In the United States, drunk driving accidents cause about one-third of traffic-related deaths. It is illegal for drivers to operate a vehicle when their blood alcohol concentration is 0.08% or higher.
Alaska has some of the harshest drunk driving penalties in the country, making it crucial to understand the laws and your rights.
Know what operating under the influence means
The OUI laws of Alaska prohibit the operation or actual physical control of a motor vehicle when your blood alcohol content meets or exceeds the legal limit. It is critical to note that police can give you an OUI charge even if you are not driving. You can break the law by sitting in the driver’s seat while under the influence of drugs or alcohol. Additional factors determine whether you are in actual physical control of the vehicle, such as:
- Are your car keys near the ignition?
- Is your engine running?
- Where is your automobile located?
- Are you awake or asleep?
Understand blood alcohol concentration laws
The 0.08% blood alcohol limit only applies to non-commercial drivers who are 21 years or older. The legal alcohol limit is lower for commercial drivers at 0.04%. For drivers under 21, any amount of alcohol present in the breath or blood is illegal.

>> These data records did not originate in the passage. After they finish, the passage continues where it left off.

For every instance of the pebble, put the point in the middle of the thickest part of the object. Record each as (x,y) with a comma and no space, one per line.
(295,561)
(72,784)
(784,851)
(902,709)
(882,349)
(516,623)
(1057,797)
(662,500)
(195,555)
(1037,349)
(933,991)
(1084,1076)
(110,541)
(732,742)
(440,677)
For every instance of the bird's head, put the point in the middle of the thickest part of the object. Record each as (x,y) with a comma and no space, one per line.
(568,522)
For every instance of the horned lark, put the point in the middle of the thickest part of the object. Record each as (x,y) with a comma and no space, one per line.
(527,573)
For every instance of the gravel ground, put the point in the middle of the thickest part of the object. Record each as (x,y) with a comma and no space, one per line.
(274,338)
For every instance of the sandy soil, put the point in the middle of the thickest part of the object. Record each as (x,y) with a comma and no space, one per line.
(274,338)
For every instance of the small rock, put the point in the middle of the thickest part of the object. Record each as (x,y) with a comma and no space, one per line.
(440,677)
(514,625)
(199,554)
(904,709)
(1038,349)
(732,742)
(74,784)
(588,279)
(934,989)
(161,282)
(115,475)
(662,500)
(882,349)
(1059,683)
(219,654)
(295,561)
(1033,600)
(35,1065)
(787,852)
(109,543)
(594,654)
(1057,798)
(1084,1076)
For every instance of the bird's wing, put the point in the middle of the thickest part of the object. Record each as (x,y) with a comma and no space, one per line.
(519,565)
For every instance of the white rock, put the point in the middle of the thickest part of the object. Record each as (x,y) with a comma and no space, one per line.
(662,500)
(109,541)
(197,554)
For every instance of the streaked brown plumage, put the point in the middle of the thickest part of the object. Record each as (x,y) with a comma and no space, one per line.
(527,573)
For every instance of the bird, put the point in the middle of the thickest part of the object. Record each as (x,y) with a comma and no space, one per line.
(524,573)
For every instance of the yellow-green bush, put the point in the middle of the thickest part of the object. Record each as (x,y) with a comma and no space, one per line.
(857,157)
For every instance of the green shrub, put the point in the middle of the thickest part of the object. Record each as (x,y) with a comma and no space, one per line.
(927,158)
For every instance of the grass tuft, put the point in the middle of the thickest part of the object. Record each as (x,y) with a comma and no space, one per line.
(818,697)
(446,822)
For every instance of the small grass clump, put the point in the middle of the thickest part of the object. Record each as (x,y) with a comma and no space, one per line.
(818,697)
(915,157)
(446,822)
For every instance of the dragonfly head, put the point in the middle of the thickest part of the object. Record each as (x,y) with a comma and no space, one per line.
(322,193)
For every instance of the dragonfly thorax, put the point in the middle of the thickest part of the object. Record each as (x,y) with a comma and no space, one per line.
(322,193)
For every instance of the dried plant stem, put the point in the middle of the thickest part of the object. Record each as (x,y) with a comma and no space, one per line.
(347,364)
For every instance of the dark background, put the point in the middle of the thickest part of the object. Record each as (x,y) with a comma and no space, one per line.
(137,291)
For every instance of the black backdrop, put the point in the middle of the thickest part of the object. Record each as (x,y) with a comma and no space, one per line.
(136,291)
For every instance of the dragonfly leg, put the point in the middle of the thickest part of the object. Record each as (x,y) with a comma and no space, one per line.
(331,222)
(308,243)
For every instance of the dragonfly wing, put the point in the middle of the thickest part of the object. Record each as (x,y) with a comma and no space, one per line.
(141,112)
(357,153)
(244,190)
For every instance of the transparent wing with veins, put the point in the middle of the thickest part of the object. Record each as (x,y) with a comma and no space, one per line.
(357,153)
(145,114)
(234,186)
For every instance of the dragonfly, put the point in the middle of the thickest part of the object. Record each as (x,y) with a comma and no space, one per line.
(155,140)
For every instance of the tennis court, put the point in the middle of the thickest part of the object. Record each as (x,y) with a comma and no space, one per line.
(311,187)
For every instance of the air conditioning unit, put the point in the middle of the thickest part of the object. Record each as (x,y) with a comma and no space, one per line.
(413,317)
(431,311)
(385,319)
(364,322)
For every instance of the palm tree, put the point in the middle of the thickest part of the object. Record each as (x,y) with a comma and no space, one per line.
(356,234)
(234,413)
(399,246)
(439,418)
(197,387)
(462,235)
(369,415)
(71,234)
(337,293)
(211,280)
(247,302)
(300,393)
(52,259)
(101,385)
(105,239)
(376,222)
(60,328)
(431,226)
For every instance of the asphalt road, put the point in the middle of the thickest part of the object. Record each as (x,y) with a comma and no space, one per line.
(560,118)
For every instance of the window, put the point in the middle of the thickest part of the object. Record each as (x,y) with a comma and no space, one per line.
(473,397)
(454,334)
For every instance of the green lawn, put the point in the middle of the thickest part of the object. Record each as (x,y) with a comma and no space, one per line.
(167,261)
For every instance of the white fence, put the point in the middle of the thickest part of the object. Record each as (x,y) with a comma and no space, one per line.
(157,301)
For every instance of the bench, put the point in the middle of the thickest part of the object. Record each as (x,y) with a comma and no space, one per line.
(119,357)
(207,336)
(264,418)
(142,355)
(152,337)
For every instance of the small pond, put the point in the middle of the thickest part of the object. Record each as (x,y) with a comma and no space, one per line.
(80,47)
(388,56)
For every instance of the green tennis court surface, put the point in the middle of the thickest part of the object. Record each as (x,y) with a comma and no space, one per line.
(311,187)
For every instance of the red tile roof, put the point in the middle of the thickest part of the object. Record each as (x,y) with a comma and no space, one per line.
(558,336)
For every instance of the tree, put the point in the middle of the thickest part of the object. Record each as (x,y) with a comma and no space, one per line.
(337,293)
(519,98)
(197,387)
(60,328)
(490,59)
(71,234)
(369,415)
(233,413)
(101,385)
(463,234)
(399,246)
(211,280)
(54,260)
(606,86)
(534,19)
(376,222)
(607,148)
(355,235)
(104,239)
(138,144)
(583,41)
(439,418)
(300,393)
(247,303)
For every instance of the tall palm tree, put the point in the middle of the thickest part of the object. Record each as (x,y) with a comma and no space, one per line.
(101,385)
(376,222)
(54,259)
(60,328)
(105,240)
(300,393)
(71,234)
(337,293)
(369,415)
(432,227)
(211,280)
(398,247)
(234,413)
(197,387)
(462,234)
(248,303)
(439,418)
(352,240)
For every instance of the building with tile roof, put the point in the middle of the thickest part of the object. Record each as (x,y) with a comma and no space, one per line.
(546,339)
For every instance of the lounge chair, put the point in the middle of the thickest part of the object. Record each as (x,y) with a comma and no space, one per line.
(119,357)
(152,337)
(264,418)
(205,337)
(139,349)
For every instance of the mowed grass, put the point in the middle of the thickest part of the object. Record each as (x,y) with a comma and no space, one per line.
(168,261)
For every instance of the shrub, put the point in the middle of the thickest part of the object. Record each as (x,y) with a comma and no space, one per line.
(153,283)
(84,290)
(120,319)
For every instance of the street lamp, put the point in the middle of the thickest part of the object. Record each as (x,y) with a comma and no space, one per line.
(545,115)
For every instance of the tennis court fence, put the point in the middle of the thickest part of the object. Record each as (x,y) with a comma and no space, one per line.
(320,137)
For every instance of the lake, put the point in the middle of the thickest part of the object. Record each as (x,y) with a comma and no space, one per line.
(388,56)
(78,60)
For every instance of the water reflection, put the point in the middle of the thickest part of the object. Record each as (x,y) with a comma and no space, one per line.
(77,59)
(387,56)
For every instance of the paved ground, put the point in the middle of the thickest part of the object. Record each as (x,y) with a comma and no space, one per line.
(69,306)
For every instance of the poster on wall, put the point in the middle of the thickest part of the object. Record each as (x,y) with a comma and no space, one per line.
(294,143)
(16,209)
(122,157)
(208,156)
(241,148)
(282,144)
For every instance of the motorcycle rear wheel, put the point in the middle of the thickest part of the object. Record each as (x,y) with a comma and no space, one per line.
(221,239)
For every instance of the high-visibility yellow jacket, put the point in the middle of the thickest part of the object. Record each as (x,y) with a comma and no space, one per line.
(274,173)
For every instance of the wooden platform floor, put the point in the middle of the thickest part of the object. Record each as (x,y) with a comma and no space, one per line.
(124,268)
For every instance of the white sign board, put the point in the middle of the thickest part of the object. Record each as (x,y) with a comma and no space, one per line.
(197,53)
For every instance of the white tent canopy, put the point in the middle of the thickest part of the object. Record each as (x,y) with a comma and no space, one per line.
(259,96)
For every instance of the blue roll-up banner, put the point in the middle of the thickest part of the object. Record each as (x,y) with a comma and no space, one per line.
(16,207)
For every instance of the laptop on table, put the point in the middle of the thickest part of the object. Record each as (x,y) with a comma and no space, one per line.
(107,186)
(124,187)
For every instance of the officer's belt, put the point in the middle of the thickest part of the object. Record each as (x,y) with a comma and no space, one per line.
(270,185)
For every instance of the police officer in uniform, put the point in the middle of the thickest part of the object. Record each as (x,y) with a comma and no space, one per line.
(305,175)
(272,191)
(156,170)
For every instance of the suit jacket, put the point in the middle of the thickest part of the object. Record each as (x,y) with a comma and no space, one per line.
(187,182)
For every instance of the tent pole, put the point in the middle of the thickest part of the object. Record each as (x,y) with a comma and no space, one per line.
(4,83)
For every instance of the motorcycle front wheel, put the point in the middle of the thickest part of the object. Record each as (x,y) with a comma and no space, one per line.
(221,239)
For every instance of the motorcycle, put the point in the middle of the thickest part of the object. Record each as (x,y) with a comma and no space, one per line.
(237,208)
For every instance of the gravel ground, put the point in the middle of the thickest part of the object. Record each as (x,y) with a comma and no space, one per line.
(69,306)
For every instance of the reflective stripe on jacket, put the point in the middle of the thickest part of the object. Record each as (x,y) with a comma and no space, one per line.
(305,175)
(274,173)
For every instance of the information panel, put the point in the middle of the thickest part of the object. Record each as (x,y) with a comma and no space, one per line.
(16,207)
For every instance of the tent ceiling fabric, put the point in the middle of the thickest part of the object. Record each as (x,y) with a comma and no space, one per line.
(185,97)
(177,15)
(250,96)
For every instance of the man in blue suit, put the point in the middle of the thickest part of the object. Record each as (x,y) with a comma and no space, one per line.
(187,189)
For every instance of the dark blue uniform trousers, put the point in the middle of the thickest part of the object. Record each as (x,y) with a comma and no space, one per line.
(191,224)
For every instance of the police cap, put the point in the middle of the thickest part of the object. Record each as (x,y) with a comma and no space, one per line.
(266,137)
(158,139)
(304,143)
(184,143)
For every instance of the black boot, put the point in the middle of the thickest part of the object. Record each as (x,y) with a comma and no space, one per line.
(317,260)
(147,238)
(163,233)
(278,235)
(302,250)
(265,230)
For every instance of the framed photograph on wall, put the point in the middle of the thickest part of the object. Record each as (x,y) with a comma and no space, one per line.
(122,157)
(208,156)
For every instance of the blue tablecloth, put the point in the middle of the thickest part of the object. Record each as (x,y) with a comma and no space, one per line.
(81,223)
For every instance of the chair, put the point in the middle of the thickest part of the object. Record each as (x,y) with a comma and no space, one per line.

Learn how the implied consent law works
Alaska’s implied consent law requires you to take a blood or breath test if an officer has reason to believe you are driving under the influence. You automatically permit these tests by choosing to operate a vehicle within this state. You can refuse to take them, but there are penalties.
Knowing your legal rights and responsibilities helps identify your defense options when facing DUI charges.